I sadly went to the funeral of an old boyfriend this week where he was regaled for being a witty raconteur, for his joie de vivre and his talent for mimicry – especially those with a pomposity.

There were so many crazy anecdotes about Martin’s life that his friends printed off an eight page booklet about them, and this story about when Martin impersonated a barrister amused me the most. This is what happened:

One day Martin and his friend Nigel had lunch at the Oxo Tower with a top woman barrister and head of her chambers off Gray’s Inn Road. A few weeks later Martin, quite reasonably in his view, saw fit to borrow a gown from the chambers to appear in Brighton Magistrates’ Court to represent a friend who had been committed to trial for drink driving.

Martin acted his part impeccably, bowing at the appropriate moment, nodding at another, clutching the gown’s lapel with his left hand, gesticulating with his right, whilst waving a brief tied with red ribbon. All the while he treated the judge with a Fawlty-like unctuous respect given to a person of his standing. It was a consummate performance by Martin who loved to play a ‘Purveyor of Jurisprudence’, and he was in his element.

He invoked various legal sources, cited other cases and referred to decisions in the Lords. The district judge seemed to take careful notes, albeit with a slightly furrowed brow – and Martin made a creditable case for acquittal. Yet it was a difficult case on which to prevail and the defendant was found guilty.

Something, however, did not seem quite right. It was deemed a little odd for the defendant (a drinking chum of Martin’s from Brighton) to be represented on such a charge by a barrister, evidently of several years calling, yet wholly unknown to the court and without the presence of an instructing solicitor. The judge was puzzled and asked the clerk to the court to find out what chambers Martin was from. Martin confidently cited those of  his legal lady friend who was from a distinguished London set. A call was put through to the chambers who confirmed that Martin was certainly known to them, but they stopped short of stating that he was actually a barrister. The clerk was bemused, and then the penny dropped. This was a well known chambers – an all female one! He was rumbled.

Such chutzpah! The judge was beside himself, but the court could do nothing as impersonating a ‘learned friend’ was not then an offence on the statute book. Nor was there any other piece of legislation which could be brought into play. Nothing could be done. As a result, this lacuna was urgently addressed by the Bar Council. At its behest, masquerading as someone called to the Bar (sic) was included as a specific breach of a new section in the revised Criminal Justice Act.

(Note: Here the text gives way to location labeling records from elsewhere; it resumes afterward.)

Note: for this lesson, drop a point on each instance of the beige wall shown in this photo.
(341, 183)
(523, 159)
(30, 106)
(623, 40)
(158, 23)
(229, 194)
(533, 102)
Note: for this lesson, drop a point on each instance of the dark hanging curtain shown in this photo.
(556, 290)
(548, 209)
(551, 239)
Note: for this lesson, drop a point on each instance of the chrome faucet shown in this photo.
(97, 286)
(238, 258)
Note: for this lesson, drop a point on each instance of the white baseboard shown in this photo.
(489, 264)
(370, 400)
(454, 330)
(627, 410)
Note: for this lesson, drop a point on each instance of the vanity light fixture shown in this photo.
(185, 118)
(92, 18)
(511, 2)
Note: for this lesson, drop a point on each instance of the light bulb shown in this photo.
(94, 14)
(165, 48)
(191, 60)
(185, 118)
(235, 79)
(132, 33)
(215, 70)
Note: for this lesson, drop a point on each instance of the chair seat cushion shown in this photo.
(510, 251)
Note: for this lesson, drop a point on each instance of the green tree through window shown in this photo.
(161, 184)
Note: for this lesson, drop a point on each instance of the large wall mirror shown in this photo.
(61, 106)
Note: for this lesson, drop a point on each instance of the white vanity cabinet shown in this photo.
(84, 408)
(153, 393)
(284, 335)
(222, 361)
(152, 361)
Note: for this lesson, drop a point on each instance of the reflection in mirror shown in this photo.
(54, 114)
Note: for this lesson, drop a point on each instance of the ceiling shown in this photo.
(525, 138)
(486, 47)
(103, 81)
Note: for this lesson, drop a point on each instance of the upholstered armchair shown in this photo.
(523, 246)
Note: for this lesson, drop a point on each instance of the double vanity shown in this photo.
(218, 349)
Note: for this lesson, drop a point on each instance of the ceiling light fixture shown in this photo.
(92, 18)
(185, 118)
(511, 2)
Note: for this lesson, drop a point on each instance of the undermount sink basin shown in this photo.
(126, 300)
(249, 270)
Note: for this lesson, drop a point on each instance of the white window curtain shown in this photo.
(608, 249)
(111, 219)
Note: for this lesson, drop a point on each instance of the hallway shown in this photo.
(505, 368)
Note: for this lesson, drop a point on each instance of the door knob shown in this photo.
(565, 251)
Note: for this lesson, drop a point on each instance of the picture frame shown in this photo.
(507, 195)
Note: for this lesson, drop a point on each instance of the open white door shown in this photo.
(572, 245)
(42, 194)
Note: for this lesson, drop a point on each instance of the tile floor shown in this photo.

In this rather unexpected manner, Martin played his part in helping to shape English law.

R.I.P. Martin. x

*Martin’s buddy, comedian Rory McGrath, was among those at the wake, kindly hosted by John de Bruyne at Anstey Hall, and I reminded him about how Martin and I met up with him one day in Regent Street, Cambridge and he started fooling around and laid flat on his back in the middle of the road. Martin and I scooped him up and took him back to my house for tea and cakes. He has no recollection, but I do have a photo somewhere of him at my house. Rory was tremendous fun, it’s impossible not to laugh in his company.